One thing that my therapist and I talked about is how I feel like I’m solely responsible for managing everyone else’s emotions. My parents, some of my friends, my family, etc. But you know what? This doesn’t all fall on me. If not talking to me for one day causes someone to have a bad day, that’s not on me. For example – apparently not speaking to me for a day causes my mother anxiety. That’s not my fault, it’s not my issue, and it’s not up to me to manage that for her. She’s an adult. She should be able to go a day without speaking to her adult child that has her own life. The fact that me not calling her can cause so much anxiety is not my problem, and I shouldn’t feel the need to not do things that I want to do so I can talk to her.
Another friend of mine, to give another example, was recently laid off due to COVID. He’s not getting out of the house much, and is really only socializing with a handful of people. It has somehow fallen to me to have marathon phone conversations – which I don’t mind, don’t get me wrong – but I end up feeling bad if I have to go do something or go to bed or whatever. I love him dearly, but sometimes these conversations are exhausting. I get what it’s like to need to have some kind of human contact, even over the phone, but I need to stop being that person for almost everyone that I know.
These are obviously not the only examples of instances of this, but I have to ask myself – why have I taken it on myself to take responsibility for other people’s emotions?
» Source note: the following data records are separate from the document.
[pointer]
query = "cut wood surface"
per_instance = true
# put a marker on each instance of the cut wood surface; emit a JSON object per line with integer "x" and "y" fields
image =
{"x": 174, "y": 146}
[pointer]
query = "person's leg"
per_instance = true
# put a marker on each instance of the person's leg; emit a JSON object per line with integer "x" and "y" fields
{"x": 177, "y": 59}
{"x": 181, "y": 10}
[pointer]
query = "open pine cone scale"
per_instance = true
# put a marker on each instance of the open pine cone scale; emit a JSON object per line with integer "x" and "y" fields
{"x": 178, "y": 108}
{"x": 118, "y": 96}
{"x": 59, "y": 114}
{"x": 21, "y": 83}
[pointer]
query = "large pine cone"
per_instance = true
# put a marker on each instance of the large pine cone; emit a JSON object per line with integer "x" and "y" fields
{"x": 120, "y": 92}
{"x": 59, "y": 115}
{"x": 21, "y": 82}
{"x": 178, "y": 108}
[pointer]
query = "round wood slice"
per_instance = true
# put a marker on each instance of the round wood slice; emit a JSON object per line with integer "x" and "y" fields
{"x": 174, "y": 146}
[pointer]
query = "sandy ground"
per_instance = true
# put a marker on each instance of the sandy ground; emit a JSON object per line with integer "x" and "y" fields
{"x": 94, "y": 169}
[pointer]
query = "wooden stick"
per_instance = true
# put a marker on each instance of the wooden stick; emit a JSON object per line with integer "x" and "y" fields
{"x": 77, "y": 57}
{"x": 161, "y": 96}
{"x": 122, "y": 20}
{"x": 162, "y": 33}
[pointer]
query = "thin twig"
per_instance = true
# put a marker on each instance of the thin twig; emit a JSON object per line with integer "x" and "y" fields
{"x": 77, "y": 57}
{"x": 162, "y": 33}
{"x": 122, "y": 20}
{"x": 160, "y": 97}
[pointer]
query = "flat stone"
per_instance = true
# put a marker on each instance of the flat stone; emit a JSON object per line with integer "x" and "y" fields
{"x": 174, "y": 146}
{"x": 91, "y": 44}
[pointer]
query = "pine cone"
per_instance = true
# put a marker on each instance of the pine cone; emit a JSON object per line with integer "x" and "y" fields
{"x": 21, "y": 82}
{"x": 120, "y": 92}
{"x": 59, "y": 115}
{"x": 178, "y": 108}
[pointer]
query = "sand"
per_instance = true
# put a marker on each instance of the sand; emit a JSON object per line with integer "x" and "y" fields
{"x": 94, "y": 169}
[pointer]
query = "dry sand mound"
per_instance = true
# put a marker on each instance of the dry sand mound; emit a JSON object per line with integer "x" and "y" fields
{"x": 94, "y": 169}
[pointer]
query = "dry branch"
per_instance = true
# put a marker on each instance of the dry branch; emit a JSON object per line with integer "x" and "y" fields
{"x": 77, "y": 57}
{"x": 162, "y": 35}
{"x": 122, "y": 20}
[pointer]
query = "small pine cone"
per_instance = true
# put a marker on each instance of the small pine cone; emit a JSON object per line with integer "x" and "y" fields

I am very much a carer. I’m one of those people that will do anything for a friend, even if it puts me out or makes things difficult for me. I had to mentally restrain myself from telling a friend that she could crash here for a few days while she sorted some things out with her boyfriend. Nope, nope. NOPE. But the intent was there. I do not have to care for everyone I meet like I’m the Mother Teresa. It is not my responsibility to take care of everyone, and honestly, I think this is another one of those things that stems from that good old Italian Catholic upbringing. This is one of those things that in small doses isn’t a bad thing, but the degree to which I seem to (want to) take it just isn’t healthy.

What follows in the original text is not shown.